A How to Guide on the Principles of the #elearningmanifesto: # 5 Provide realistic practice
This is Principle 5 of the manifesto: “We will provide learners sufficient levels of realistic practice; for example, simulations, scenario-based decision making, case-based evaluations, and authentic exercises.”
My response to this is, of course we do this. The underlying reason is simple. We should place the learner and the work context central to the learning, instead of giving the content the lead role.
Connecting to the Workplace
Currently, the biggest eLearning trend is connecting eLearning to the workplace. This leads to other learning experiences than only courses. eLearning continues to move into the area of ePerformance more and more, and it also integrates with knowledge management (curation for example). The goal is to support the learner (employee) during his moment of learning need on-the-job which lessens the focus on courses than previously. If you decide to create a course, it must be ‘learner centric’ and not ‘content centric’, Simply put it is not about the topic you want to cover, but what the learner needs to do with the content and how he can apply it in his work. The simplest way to make this happen is to use real life situations as the foundation for eLearning modules. There are plenty of options available: Simulations, scenario based, case based and authentic exercises. I will discuss each of them in this post.
A simulation tries to recreate a real world process in such a way that the learner can take part in that process and learn from it. The ‘process simulation’ often comes in the form of an animation that places the learner in the ‘story’ or process. In order to complete the process, the learner must learn along the way, so additional information can be presented at the moment of need. Presenting information in the context of this process motivates the learner to read and learn the information much more than if you just presented it as an old fashion course. The problem with simulations is that they are often animated, cartoon like, but at the same time they need to be realistic enough to engage the learner. In my experience, only hand crafted simulations are engaging enough, while many simulations created with default tools are not attractive enough.

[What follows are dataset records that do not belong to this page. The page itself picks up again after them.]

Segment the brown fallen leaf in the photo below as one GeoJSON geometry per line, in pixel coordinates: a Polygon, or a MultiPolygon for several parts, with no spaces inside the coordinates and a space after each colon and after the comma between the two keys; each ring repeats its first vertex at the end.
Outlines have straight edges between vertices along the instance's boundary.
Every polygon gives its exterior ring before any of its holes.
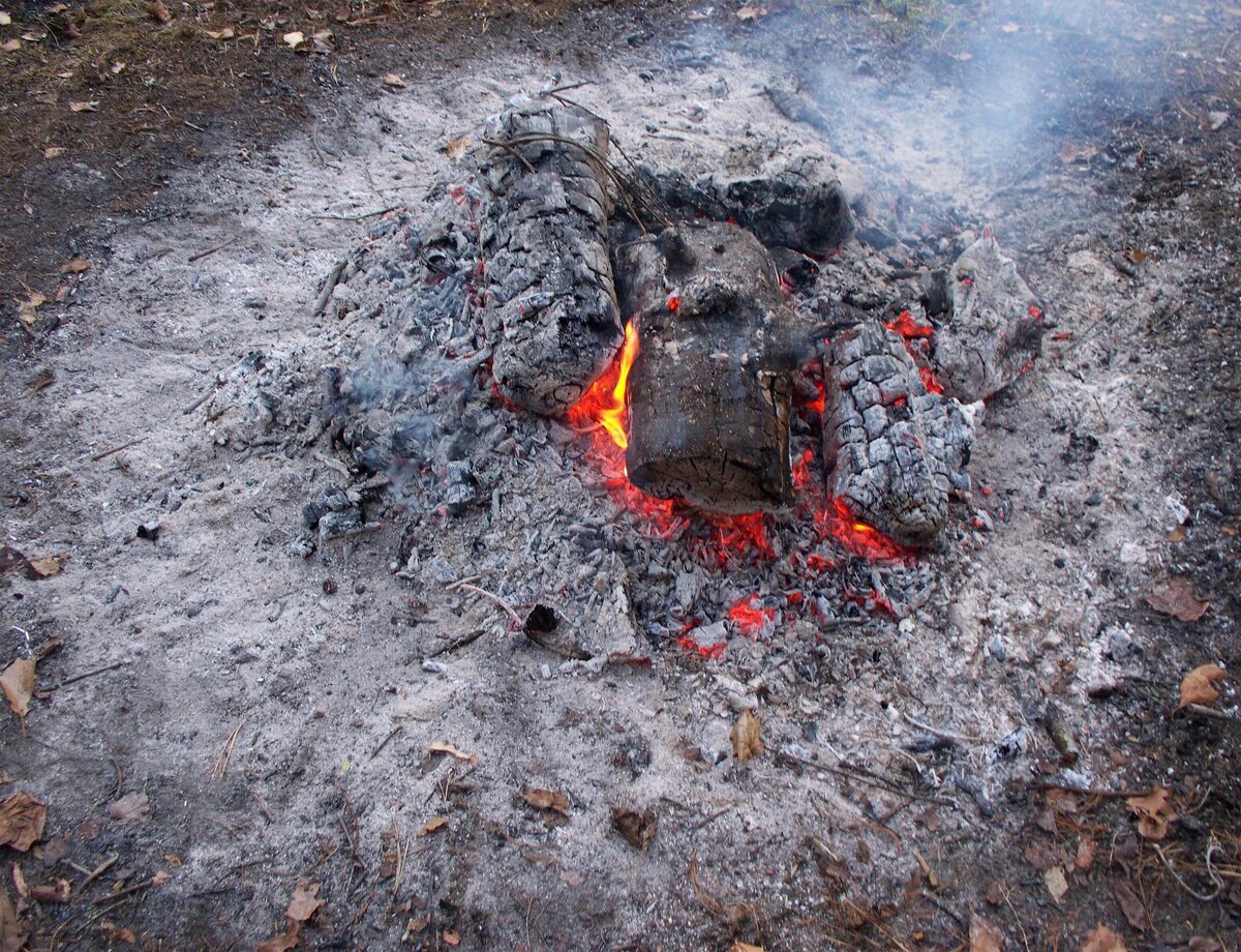
{"type": "Polygon", "coordinates": [[[450,743],[444,743],[443,741],[436,741],[434,743],[427,745],[428,753],[447,753],[449,757],[455,757],[459,761],[465,761],[467,763],[478,763],[477,753],[465,753],[465,751],[457,750],[450,743]]]}
{"type": "Polygon", "coordinates": [[[1065,165],[1072,165],[1075,161],[1088,161],[1098,155],[1100,148],[1097,145],[1075,145],[1073,143],[1065,143],[1060,149],[1060,161],[1065,165]]]}
{"type": "Polygon", "coordinates": [[[619,833],[630,846],[647,851],[659,829],[659,817],[653,809],[642,813],[624,807],[612,811],[612,828],[619,833]]]}
{"type": "Polygon", "coordinates": [[[35,329],[35,321],[38,320],[38,307],[47,303],[47,295],[40,294],[37,290],[31,290],[26,294],[26,299],[17,304],[17,320],[21,321],[27,331],[35,329]]]}
{"type": "Polygon", "coordinates": [[[1176,818],[1172,809],[1172,791],[1155,784],[1144,797],[1127,797],[1124,801],[1138,818],[1138,835],[1143,839],[1163,839],[1168,835],[1168,823],[1176,818]]]}
{"type": "Polygon", "coordinates": [[[969,952],[1001,952],[1004,933],[977,912],[969,916],[969,952]]]}
{"type": "Polygon", "coordinates": [[[1121,937],[1107,926],[1096,926],[1086,937],[1082,952],[1128,952],[1121,937]]]}
{"type": "Polygon", "coordinates": [[[29,936],[30,931],[12,907],[9,890],[0,886],[0,952],[21,952],[29,936]]]}
{"type": "Polygon", "coordinates": [[[1190,704],[1206,706],[1215,704],[1220,699],[1215,685],[1227,676],[1229,673],[1217,664],[1200,664],[1181,680],[1180,704],[1176,705],[1176,710],[1188,707],[1190,704]]]}
{"type": "Polygon", "coordinates": [[[1194,595],[1194,586],[1185,576],[1169,578],[1147,596],[1147,604],[1160,614],[1170,614],[1181,622],[1196,622],[1206,614],[1211,599],[1194,595]]]}
{"type": "Polygon", "coordinates": [[[568,815],[568,797],[566,797],[560,791],[545,791],[527,789],[524,794],[526,803],[529,803],[535,809],[541,809],[549,813],[560,813],[562,817],[568,815]]]}
{"type": "Polygon", "coordinates": [[[168,24],[172,20],[172,15],[164,6],[164,0],[146,0],[145,9],[153,20],[159,20],[161,24],[168,24]]]}
{"type": "Polygon", "coordinates": [[[418,828],[419,837],[429,837],[448,825],[448,817],[432,817],[418,828]]]}
{"type": "Polygon", "coordinates": [[[449,161],[457,161],[462,158],[467,149],[474,144],[474,139],[470,135],[458,135],[455,139],[449,139],[448,145],[444,146],[444,155],[448,156],[449,161]]]}
{"type": "Polygon", "coordinates": [[[25,791],[0,801],[0,846],[25,853],[43,838],[47,807],[25,791]]]}
{"type": "Polygon", "coordinates": [[[1047,886],[1047,892],[1056,901],[1056,905],[1060,905],[1060,900],[1069,891],[1069,880],[1065,879],[1065,870],[1060,866],[1052,866],[1042,874],[1042,881],[1047,886]]]}
{"type": "Polygon", "coordinates": [[[0,671],[0,690],[12,707],[12,712],[26,722],[30,714],[30,699],[35,696],[35,659],[19,658],[0,671]]]}
{"type": "Polygon", "coordinates": [[[311,882],[304,876],[298,880],[297,889],[293,890],[293,899],[284,915],[293,922],[308,922],[323,906],[323,900],[318,897],[319,884],[311,882]]]}
{"type": "Polygon", "coordinates": [[[732,740],[732,756],[738,761],[748,761],[763,752],[763,722],[750,711],[742,712],[732,725],[728,737],[732,740]]]}
{"type": "Polygon", "coordinates": [[[108,815],[117,823],[145,823],[150,819],[151,802],[145,793],[127,793],[108,804],[108,815]]]}
{"type": "Polygon", "coordinates": [[[1124,917],[1129,920],[1131,926],[1138,930],[1138,932],[1145,932],[1150,928],[1150,917],[1147,916],[1147,907],[1142,905],[1142,900],[1138,899],[1138,894],[1133,891],[1133,886],[1128,884],[1128,880],[1112,880],[1112,895],[1116,896],[1116,901],[1121,906],[1124,917]]]}
{"type": "Polygon", "coordinates": [[[26,575],[31,578],[51,578],[53,575],[61,573],[62,565],[65,565],[63,556],[41,555],[38,559],[30,560],[30,571],[26,575]]]}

Here is a well done animated example of a simulation about collecting evidence at the site of an accident.
Scenario-based and Case-based Learning
From my perspective, scenario-based and case-based learning are more or less the same. In both cases you create a story that the learner goes through. A difference between a case and a scenario is that with a case the learner needs to find information to come to a solution and in a scenario the learner often has to find the correct ‘golden’ path to get to a solution. Case based tends to be a bit more complicated because the learner has to gather information which influences the outcome. But if you look at examples of both types of learning, they very often are very much alike. The learner is in a situation and given several different choices where he needs to choose one, and based on the choice he move ahead to the next situation and so on.
I’d welcome additional input and insight into the difference. If someone can explain it in a better way, please let me know!
Scenario or case-based learning is a very effective way of creating learning experiences that come from a realistic situation, instead of focusing on content. And it is much easier to create these learning experiences than a simulation. A story told with images and text (or a self-made video) is easy to create and powerful for learners – we should use it more often!
I found the rules listed below on how to develop good case based learning from Clyde Freeman Herreid. Good case-based learning:
- Tells a story.
- Focuses on an interest-arousing issue.
- Is set in the past five years
- Creates empathy with the central characters.
- Includes quotations. There is no better way to understand a situation and to gain empathy for the characters
- Is relevant to the reader.
- Must have pedagogic utility.
- Is conflict provoking.
- Is decision forcing.
- Has generality.
- Is short.
(I found this list at the site of the Queens University )
Another great thing about these learning approaches is that someone from the workplace (not an eLearning specialist) is able to create such stories. The technique and didactics are simple, yet very effective.
If you decide not to tell a story through a case-based or scenario-based exercise, and want to put the content more in the lead, at least provide examples and exercises that are realistic and recognizable by the learner. This is the least you should do.